Accurate interpretation of subsurface seismic images is of the utmost importance for oil exploration and production. To achieve this goal it is necessary not only that the images be of good quality, but also that they correspond exclusively to the energy from the primary reflections, that is, those reflected from only one subsurface interface before their recording at the surface of the earth. Any other form of energy is undesirable. Such energy may correspond, for instance, to refractions, surface noise, guided waves and multiple reflections. They are collectively called coherent noise. Multiple reflections, energy that has been reflected at more than one interface, are particularly troublesome for seismic interpretation since they can be easily mistaken as primary reflections. Figure 1 shows a schematic representation of some of the more common forms of multiples. In general, long period multiples are more common in marine data, whereas short period multiples are more common in land data.

 

mul_esq1
Figure 1 Broad multiple classification. Left: long period multiples. Right: short period multiples.

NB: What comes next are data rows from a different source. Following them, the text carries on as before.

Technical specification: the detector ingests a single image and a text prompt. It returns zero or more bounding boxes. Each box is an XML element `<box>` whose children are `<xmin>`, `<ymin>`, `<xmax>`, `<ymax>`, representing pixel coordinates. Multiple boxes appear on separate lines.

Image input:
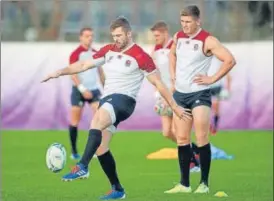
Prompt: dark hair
<box><xmin>80</xmin><ymin>27</ymin><xmax>93</xmax><ymax>35</ymax></box>
<box><xmin>180</xmin><ymin>5</ymin><xmax>200</xmax><ymax>19</ymax></box>
<box><xmin>110</xmin><ymin>16</ymin><xmax>132</xmax><ymax>32</ymax></box>
<box><xmin>150</xmin><ymin>21</ymin><xmax>168</xmax><ymax>32</ymax></box>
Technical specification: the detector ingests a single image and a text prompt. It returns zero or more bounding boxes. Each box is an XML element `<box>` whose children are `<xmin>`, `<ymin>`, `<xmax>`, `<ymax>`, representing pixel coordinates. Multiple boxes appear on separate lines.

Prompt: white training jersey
<box><xmin>91</xmin><ymin>43</ymin><xmax>157</xmax><ymax>99</ymax></box>
<box><xmin>69</xmin><ymin>46</ymin><xmax>100</xmax><ymax>90</ymax></box>
<box><xmin>208</xmin><ymin>56</ymin><xmax>224</xmax><ymax>88</ymax></box>
<box><xmin>153</xmin><ymin>39</ymin><xmax>173</xmax><ymax>89</ymax></box>
<box><xmin>175</xmin><ymin>29</ymin><xmax>213</xmax><ymax>93</ymax></box>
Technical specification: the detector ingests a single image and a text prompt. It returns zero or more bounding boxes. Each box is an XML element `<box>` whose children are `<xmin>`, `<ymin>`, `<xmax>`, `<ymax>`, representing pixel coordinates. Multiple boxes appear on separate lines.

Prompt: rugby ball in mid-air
<box><xmin>46</xmin><ymin>143</ymin><xmax>67</xmax><ymax>173</ymax></box>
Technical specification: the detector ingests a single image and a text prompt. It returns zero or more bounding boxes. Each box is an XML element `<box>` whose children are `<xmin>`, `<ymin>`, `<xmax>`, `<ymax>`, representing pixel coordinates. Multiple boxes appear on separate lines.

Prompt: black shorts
<box><xmin>98</xmin><ymin>94</ymin><xmax>136</xmax><ymax>128</ymax></box>
<box><xmin>173</xmin><ymin>89</ymin><xmax>212</xmax><ymax>110</ymax></box>
<box><xmin>211</xmin><ymin>86</ymin><xmax>222</xmax><ymax>97</ymax></box>
<box><xmin>71</xmin><ymin>86</ymin><xmax>101</xmax><ymax>107</ymax></box>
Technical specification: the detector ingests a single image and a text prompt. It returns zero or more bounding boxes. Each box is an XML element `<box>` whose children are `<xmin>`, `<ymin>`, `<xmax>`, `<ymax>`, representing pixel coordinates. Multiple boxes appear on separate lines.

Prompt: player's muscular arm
<box><xmin>147</xmin><ymin>71</ymin><xmax>177</xmax><ymax>109</ymax></box>
<box><xmin>41</xmin><ymin>58</ymin><xmax>104</xmax><ymax>83</ymax></box>
<box><xmin>59</xmin><ymin>60</ymin><xmax>96</xmax><ymax>76</ymax></box>
<box><xmin>206</xmin><ymin>36</ymin><xmax>236</xmax><ymax>83</ymax></box>
<box><xmin>42</xmin><ymin>45</ymin><xmax>109</xmax><ymax>83</ymax></box>
<box><xmin>169</xmin><ymin>33</ymin><xmax>178</xmax><ymax>85</ymax></box>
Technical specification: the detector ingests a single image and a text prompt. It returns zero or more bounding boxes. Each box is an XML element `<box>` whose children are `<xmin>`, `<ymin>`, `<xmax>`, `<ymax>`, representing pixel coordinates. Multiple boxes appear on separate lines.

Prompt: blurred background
<box><xmin>1</xmin><ymin>0</ymin><xmax>273</xmax><ymax>130</ymax></box>
<box><xmin>1</xmin><ymin>0</ymin><xmax>273</xmax><ymax>42</ymax></box>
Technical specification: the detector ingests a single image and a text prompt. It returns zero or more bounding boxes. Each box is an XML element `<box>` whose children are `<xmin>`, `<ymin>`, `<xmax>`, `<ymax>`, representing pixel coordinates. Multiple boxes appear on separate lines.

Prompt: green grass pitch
<box><xmin>1</xmin><ymin>130</ymin><xmax>273</xmax><ymax>201</ymax></box>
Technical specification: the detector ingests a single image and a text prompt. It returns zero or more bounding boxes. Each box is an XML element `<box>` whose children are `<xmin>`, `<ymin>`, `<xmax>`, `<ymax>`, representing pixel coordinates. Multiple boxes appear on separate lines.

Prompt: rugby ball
<box><xmin>46</xmin><ymin>143</ymin><xmax>67</xmax><ymax>173</ymax></box>
<box><xmin>154</xmin><ymin>102</ymin><xmax>173</xmax><ymax>116</ymax></box>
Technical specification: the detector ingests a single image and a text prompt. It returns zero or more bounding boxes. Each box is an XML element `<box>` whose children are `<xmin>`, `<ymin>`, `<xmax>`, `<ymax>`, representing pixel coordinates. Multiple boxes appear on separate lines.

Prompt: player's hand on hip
<box><xmin>41</xmin><ymin>70</ymin><xmax>61</xmax><ymax>83</ymax></box>
<box><xmin>174</xmin><ymin>105</ymin><xmax>192</xmax><ymax>121</ymax></box>
<box><xmin>193</xmin><ymin>74</ymin><xmax>214</xmax><ymax>85</ymax></box>
<box><xmin>82</xmin><ymin>90</ymin><xmax>93</xmax><ymax>100</ymax></box>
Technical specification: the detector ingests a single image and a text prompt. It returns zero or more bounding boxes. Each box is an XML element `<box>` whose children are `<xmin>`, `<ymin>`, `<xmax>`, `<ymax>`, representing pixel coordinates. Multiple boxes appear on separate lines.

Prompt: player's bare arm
<box><xmin>194</xmin><ymin>36</ymin><xmax>236</xmax><ymax>85</ymax></box>
<box><xmin>41</xmin><ymin>60</ymin><xmax>96</xmax><ymax>83</ymax></box>
<box><xmin>146</xmin><ymin>71</ymin><xmax>192</xmax><ymax>120</ymax></box>
<box><xmin>169</xmin><ymin>33</ymin><xmax>178</xmax><ymax>85</ymax></box>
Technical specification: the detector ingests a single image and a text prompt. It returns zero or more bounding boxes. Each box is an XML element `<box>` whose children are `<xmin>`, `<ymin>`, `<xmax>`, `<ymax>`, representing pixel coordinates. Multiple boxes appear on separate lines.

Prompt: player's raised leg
<box><xmin>192</xmin><ymin>105</ymin><xmax>211</xmax><ymax>193</ymax></box>
<box><xmin>62</xmin><ymin>106</ymin><xmax>113</xmax><ymax>181</ymax></box>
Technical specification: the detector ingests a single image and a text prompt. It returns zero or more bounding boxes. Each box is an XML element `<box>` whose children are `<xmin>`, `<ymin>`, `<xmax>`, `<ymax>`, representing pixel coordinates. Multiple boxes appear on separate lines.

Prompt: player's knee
<box><xmin>196</xmin><ymin>132</ymin><xmax>209</xmax><ymax>146</ymax></box>
<box><xmin>70</xmin><ymin>117</ymin><xmax>80</xmax><ymax>126</ymax></box>
<box><xmin>176</xmin><ymin>135</ymin><xmax>191</xmax><ymax>146</ymax></box>
<box><xmin>96</xmin><ymin>145</ymin><xmax>109</xmax><ymax>156</ymax></box>
<box><xmin>91</xmin><ymin>108</ymin><xmax>113</xmax><ymax>130</ymax></box>
<box><xmin>70</xmin><ymin>122</ymin><xmax>79</xmax><ymax>127</ymax></box>
<box><xmin>96</xmin><ymin>139</ymin><xmax>110</xmax><ymax>156</ymax></box>
<box><xmin>70</xmin><ymin>116</ymin><xmax>80</xmax><ymax>126</ymax></box>
<box><xmin>70</xmin><ymin>109</ymin><xmax>82</xmax><ymax>126</ymax></box>
<box><xmin>162</xmin><ymin>128</ymin><xmax>173</xmax><ymax>139</ymax></box>
<box><xmin>91</xmin><ymin>119</ymin><xmax>103</xmax><ymax>131</ymax></box>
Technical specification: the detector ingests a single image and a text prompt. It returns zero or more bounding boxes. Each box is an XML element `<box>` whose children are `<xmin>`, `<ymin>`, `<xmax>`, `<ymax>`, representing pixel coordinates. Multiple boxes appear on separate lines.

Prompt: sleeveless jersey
<box><xmin>175</xmin><ymin>29</ymin><xmax>213</xmax><ymax>93</ymax></box>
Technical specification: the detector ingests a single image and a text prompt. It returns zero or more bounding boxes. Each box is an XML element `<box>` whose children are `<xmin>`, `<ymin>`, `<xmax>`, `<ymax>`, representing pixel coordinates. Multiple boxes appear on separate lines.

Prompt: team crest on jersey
<box><xmin>125</xmin><ymin>60</ymin><xmax>131</xmax><ymax>67</ymax></box>
<box><xmin>194</xmin><ymin>44</ymin><xmax>199</xmax><ymax>51</ymax></box>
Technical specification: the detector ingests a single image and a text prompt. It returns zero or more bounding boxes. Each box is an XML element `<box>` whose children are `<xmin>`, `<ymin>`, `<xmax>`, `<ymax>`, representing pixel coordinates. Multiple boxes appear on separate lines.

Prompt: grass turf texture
<box><xmin>1</xmin><ymin>130</ymin><xmax>273</xmax><ymax>201</ymax></box>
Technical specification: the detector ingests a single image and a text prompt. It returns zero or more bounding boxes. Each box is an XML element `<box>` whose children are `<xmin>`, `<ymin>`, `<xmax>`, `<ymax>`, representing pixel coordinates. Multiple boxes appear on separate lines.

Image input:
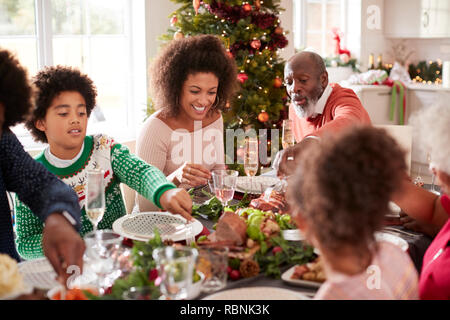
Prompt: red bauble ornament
<box><xmin>226</xmin><ymin>49</ymin><xmax>234</xmax><ymax>59</ymax></box>
<box><xmin>170</xmin><ymin>16</ymin><xmax>178</xmax><ymax>26</ymax></box>
<box><xmin>273</xmin><ymin>77</ymin><xmax>283</xmax><ymax>88</ymax></box>
<box><xmin>250</xmin><ymin>39</ymin><xmax>261</xmax><ymax>50</ymax></box>
<box><xmin>274</xmin><ymin>27</ymin><xmax>283</xmax><ymax>35</ymax></box>
<box><xmin>237</xmin><ymin>73</ymin><xmax>248</xmax><ymax>84</ymax></box>
<box><xmin>243</xmin><ymin>3</ymin><xmax>252</xmax><ymax>12</ymax></box>
<box><xmin>193</xmin><ymin>0</ymin><xmax>201</xmax><ymax>14</ymax></box>
<box><xmin>258</xmin><ymin>111</ymin><xmax>269</xmax><ymax>122</ymax></box>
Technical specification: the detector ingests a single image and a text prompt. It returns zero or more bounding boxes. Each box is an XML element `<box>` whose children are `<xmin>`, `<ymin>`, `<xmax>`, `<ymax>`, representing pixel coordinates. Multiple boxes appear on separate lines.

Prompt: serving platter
<box><xmin>281</xmin><ymin>265</ymin><xmax>323</xmax><ymax>289</ymax></box>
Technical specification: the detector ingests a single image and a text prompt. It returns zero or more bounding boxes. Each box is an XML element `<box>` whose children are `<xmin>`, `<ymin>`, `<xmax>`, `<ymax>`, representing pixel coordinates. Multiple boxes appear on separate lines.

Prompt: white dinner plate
<box><xmin>281</xmin><ymin>265</ymin><xmax>323</xmax><ymax>289</ymax></box>
<box><xmin>385</xmin><ymin>201</ymin><xmax>401</xmax><ymax>218</ymax></box>
<box><xmin>374</xmin><ymin>232</ymin><xmax>409</xmax><ymax>251</ymax></box>
<box><xmin>282</xmin><ymin>229</ymin><xmax>305</xmax><ymax>241</ymax></box>
<box><xmin>112</xmin><ymin>211</ymin><xmax>203</xmax><ymax>242</ymax></box>
<box><xmin>235</xmin><ymin>176</ymin><xmax>280</xmax><ymax>194</ymax></box>
<box><xmin>202</xmin><ymin>286</ymin><xmax>310</xmax><ymax>300</ymax></box>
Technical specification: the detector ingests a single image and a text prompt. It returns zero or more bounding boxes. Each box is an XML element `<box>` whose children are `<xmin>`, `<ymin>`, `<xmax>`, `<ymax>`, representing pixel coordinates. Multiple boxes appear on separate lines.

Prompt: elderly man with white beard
<box><xmin>276</xmin><ymin>51</ymin><xmax>371</xmax><ymax>177</ymax></box>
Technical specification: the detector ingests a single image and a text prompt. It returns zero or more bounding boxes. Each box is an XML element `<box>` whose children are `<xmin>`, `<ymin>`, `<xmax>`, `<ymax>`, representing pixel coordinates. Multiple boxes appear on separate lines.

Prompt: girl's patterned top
<box><xmin>15</xmin><ymin>134</ymin><xmax>176</xmax><ymax>260</ymax></box>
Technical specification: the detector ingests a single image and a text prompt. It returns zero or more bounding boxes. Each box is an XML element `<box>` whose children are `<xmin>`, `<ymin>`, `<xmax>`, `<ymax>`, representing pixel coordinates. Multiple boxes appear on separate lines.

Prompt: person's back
<box><xmin>315</xmin><ymin>242</ymin><xmax>418</xmax><ymax>300</ymax></box>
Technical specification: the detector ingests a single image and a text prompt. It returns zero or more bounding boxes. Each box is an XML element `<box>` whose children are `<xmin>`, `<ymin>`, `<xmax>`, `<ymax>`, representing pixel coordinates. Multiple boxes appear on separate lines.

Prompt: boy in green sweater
<box><xmin>15</xmin><ymin>66</ymin><xmax>193</xmax><ymax>260</ymax></box>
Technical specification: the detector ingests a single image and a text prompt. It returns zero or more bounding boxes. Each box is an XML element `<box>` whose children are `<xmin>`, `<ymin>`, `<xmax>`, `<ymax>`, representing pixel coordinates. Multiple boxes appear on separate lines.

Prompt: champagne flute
<box><xmin>212</xmin><ymin>170</ymin><xmax>238</xmax><ymax>208</ymax></box>
<box><xmin>86</xmin><ymin>169</ymin><xmax>105</xmax><ymax>232</ymax></box>
<box><xmin>282</xmin><ymin>119</ymin><xmax>295</xmax><ymax>150</ymax></box>
<box><xmin>244</xmin><ymin>136</ymin><xmax>259</xmax><ymax>193</ymax></box>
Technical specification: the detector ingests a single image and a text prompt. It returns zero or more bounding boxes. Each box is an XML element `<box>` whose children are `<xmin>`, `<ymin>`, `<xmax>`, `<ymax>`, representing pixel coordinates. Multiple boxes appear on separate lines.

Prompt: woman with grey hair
<box><xmin>392</xmin><ymin>103</ymin><xmax>450</xmax><ymax>300</ymax></box>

Multiple reflections are particularly difficult to discriminate from primary reflections in land data because they generally lack the familiar periodicity associated with marine data multiples. This has led to the misconception that multiple reflections are only a problem with marine data. Seismic interpretation in areas such as the one illustrated here can be severely jeopardized by the presence of short period multiples which are extremely difficult to identify. Figure 2 shows such a seismic line. It will be shown later that it is plagued with multiple reflections; but just from the seismic section, there is no way to tell immediately which reflections are multiples.

The suppression of multiples in seismic data processing can be achieved by several means of which filtering in the parabolic Radon Transform domain is the most common Hampson (1986). This process will be described in some detail and the results of its application to the seismic line in Figure 2 are presented. It is shown that the suppression of the multiples not only produce a more faithful image of the subsurface, but has the added benefit of allowing for the computation of more accurate NMO-stacking velocities.

 

res2_stack.rot
Figure 2 Stacked seismic section. Which reflections are multiples?